For this timely and thought-provoking book, Smith, a poet and journalist, toured sites key to the history of slavery and its present-24-hour interval legacy, including Thomas Jefferson's Monticello; Republic of angola, the Louisiana State Penitentiary; and a Confederate cemetery. Interspersing interviews with the tourists, guides, activists and local historians he meets along the way with close readings of scholarship and poignant personal reflection, Smith holds upward a mirror to America's fraught relationship with its past, capturing a stiff mixture of good intentions, earnest corrective, willful ignorance and blatant baloney.

Little, Brown & Company. $29. | Read our review | Listen to Smith on the podcast

To expand on her acclaimed 2013 series for The Times about Dasani Coates, a homeless New York schoolgirl, and her family, Elliott spent years following her subjects in their daily lives, through shelters, schools, courtrooms and welfare offices. The book she has produced — intimately reported, elegantly written and suffused with the tearing dear and savvy observations of Dasani and her mother — is a searing account of one family unit'southward struggle with poverty, homelessness and addiction in a city and land that have failed to accost these bug with efficacy or compassion.

Random House. $xxx. | Read our review | Listen to Elliott on the podcast

This book weaves together history and memoir into a brusque volume that is insightful, touching and courageous. Exploring the racial and social complexities of Texas, her dwelling house state, Gordon-Reed asks readers to pace back from the current heated debates and take a more nuanced look at history and the surprises it can offer. Such a perspective comes easy to her because she was a part of history — the first Black child to integrate her East Texas school. On several occasions, she found herself shunned past whites and Blacks alike, learning at an early age that breaking the color line tin can be threatening to both races.

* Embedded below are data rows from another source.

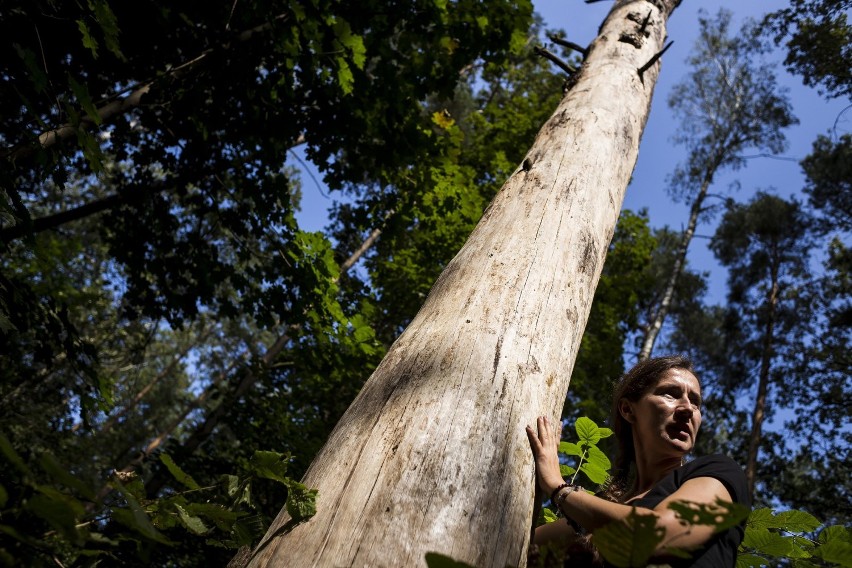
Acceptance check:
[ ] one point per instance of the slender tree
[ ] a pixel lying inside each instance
(727, 104)
(765, 245)
(431, 456)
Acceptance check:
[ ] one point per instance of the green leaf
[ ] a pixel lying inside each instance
(109, 25)
(301, 501)
(435, 560)
(721, 515)
(566, 470)
(631, 542)
(194, 524)
(835, 532)
(771, 543)
(270, 465)
(599, 459)
(88, 41)
(181, 476)
(604, 432)
(60, 511)
(12, 456)
(82, 94)
(594, 473)
(344, 76)
(797, 521)
(35, 72)
(135, 518)
(222, 517)
(836, 551)
(587, 430)
(547, 516)
(570, 449)
(248, 530)
(748, 560)
(61, 475)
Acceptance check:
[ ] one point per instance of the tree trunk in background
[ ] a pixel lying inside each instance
(662, 311)
(763, 382)
(432, 455)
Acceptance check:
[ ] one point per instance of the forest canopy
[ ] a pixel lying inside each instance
(175, 349)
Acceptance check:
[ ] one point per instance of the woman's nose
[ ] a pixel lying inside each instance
(684, 409)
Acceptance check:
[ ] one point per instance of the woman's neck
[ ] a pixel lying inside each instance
(650, 470)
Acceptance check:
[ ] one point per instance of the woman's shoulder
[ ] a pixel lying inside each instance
(721, 467)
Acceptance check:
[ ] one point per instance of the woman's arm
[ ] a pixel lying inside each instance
(593, 512)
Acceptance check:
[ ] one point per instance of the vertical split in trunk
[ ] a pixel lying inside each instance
(432, 455)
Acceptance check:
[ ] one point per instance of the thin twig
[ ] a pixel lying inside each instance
(305, 168)
(653, 60)
(555, 59)
(569, 44)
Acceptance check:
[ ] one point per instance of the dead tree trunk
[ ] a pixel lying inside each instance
(432, 455)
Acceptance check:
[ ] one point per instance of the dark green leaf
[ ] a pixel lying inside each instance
(570, 449)
(721, 515)
(594, 472)
(194, 524)
(61, 475)
(301, 501)
(748, 560)
(836, 551)
(181, 476)
(629, 543)
(587, 430)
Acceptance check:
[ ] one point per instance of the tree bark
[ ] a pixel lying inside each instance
(432, 455)
(763, 382)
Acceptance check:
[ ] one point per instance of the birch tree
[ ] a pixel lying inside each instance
(765, 245)
(432, 456)
(727, 104)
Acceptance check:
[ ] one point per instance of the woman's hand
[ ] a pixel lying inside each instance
(544, 441)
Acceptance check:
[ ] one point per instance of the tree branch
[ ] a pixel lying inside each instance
(555, 59)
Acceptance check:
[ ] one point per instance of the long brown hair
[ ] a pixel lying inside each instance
(632, 385)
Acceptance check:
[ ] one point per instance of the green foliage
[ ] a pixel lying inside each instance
(594, 464)
(223, 513)
(630, 543)
(770, 537)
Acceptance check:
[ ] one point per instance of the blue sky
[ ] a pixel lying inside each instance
(658, 155)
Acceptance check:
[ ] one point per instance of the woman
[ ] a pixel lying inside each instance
(656, 414)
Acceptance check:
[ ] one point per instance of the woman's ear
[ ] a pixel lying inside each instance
(626, 410)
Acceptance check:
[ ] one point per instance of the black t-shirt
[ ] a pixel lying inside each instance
(721, 550)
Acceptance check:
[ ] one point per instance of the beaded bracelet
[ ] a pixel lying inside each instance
(556, 492)
(560, 499)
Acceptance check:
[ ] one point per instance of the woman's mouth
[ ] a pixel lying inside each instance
(679, 432)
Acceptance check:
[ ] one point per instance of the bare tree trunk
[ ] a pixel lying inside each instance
(656, 323)
(763, 383)
(432, 455)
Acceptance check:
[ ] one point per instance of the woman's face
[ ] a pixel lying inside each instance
(666, 418)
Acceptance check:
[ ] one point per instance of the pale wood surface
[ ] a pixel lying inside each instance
(432, 454)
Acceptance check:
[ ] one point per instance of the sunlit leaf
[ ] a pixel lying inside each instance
(629, 543)
(587, 430)
(181, 476)
(435, 560)
(301, 501)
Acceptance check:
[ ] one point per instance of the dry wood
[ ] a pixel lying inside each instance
(432, 454)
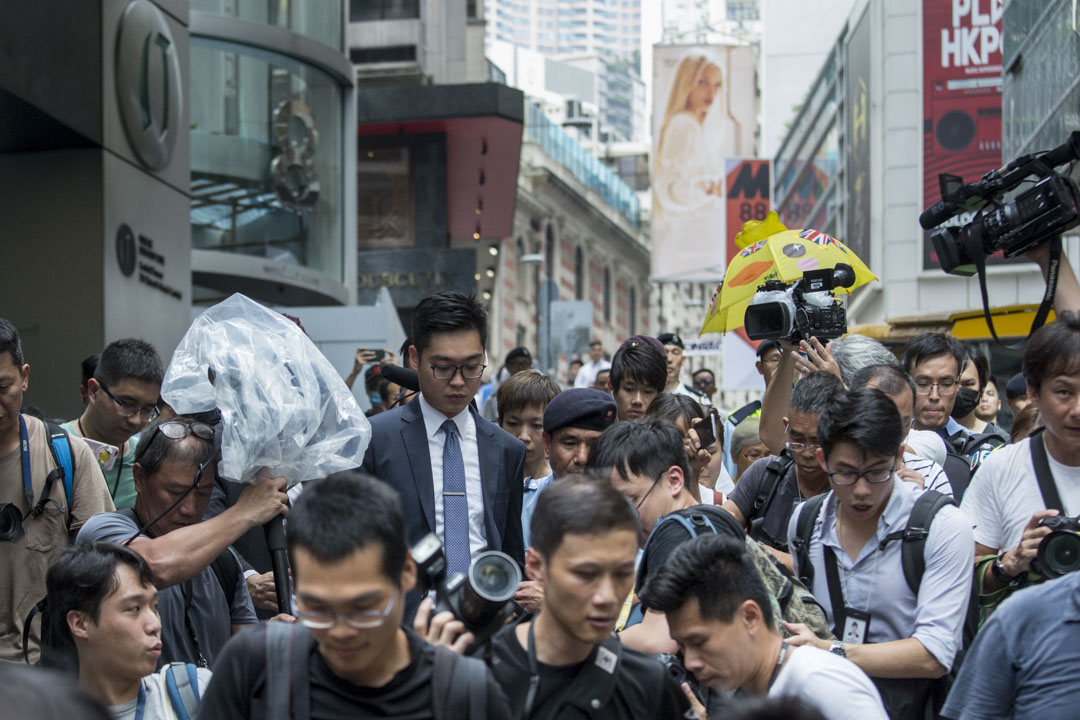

Liveright Publishing. $xv.95. | Read our review | Listen to Gordon-Reed on the podcast

It's daring to undertake a new biography of Plath, whose life, and death by suicide at 30 in 1963, have been thoroughly picked over by scholars. Yet this meticulously researched and, at more than 1,000 pages, unexpectedly riveting portrait is a monumental achievement. Determined to rescue the poet from posthumous caricature equally a doomed madwoman and "reposition her as one of the most important American writers of the 20th century," Clark, a professor of poetry in England, delivers a transporting account of a rare literary talent and the familial and intellectual milieu that both thwarted and encouraged her, enlivened throughout by quotations from Plath's letters, diaries, poetry and prose.